Biography
I study histories of migration, gender, racialization, and nation-state formation. My research has primarily focused on modern Jewish identity formation in the United States and Mandate Palestine in the 19th and 20th centuries. My recent studies have increasingly concentrated on urban history and the history of early social work in the Progressive Era (1880-1920).

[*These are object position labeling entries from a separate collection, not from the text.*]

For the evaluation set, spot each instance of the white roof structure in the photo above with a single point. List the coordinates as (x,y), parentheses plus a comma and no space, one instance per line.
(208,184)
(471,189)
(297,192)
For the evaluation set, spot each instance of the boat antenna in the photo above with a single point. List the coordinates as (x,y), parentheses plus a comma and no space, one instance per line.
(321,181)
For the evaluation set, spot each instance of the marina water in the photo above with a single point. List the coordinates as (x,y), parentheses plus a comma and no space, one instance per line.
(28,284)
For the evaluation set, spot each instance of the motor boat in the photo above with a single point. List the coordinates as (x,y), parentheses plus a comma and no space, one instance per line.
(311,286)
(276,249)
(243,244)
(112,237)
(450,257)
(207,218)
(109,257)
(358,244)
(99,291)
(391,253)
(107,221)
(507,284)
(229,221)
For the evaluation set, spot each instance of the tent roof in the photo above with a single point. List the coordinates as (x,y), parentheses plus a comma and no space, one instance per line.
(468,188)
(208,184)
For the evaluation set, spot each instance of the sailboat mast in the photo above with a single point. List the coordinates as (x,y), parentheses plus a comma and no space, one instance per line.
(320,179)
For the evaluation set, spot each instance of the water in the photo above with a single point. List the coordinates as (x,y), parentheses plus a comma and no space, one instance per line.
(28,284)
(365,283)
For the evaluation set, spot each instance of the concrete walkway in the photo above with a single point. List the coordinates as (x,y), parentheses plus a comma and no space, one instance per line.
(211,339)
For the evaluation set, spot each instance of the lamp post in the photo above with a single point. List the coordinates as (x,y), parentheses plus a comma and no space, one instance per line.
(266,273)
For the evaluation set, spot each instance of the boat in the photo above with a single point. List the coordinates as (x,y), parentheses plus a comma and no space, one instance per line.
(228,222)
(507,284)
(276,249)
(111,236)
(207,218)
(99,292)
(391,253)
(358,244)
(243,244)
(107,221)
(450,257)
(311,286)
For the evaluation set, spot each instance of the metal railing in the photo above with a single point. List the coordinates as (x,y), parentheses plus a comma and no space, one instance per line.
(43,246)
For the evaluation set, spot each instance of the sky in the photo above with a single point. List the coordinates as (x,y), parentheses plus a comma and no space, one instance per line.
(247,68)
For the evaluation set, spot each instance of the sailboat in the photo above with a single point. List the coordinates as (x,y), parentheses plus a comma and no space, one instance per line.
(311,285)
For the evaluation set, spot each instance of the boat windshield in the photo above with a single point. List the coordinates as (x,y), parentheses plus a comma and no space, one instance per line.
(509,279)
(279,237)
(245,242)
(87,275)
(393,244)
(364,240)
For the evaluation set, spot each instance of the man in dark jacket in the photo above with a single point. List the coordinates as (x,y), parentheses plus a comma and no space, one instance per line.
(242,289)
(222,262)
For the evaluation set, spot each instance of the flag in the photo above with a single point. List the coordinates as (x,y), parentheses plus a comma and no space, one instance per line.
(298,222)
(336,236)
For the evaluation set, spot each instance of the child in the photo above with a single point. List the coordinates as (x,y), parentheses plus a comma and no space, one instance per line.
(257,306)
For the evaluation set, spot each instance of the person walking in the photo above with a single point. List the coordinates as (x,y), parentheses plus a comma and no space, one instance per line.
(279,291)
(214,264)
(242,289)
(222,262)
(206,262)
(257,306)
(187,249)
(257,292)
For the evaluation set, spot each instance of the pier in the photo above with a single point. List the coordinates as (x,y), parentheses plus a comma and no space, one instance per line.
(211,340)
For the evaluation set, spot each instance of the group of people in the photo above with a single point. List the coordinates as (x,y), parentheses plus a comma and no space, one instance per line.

I am developing a dissertation project on the untold spatial and social history of the relations between Jews—particularly Jewish women—in the Progressive era maternalist Settlement House movement from its rise in 1880 to its demise in the 1930s. Through urban spatial ordering and the management of the body, Jewish settlement houses produced and reproduced Jewish claims to American citizenship, whiteness, property, and propriety and established internal Jewish hierarchies in-line with the racial and gender categories of the state during a critical moment in Jewish and American history. My MA paper used oral histories to explore relations between Jewish women within the Jewish Settlement House of the Council of Jewish Women (CJW) in Seattle, WA. My most recent research project takes a digital history approach to map this “Jewish Settlement House movement.”
I believe history is a powerful tool for connecting me to the needs of my community, understanding relationships to power, and denaturalizing present hierarchies and seemingly “self-apparent” systems of knowledge. I serve UW students and community members, and I welcome requests for insight, support, or advocacy.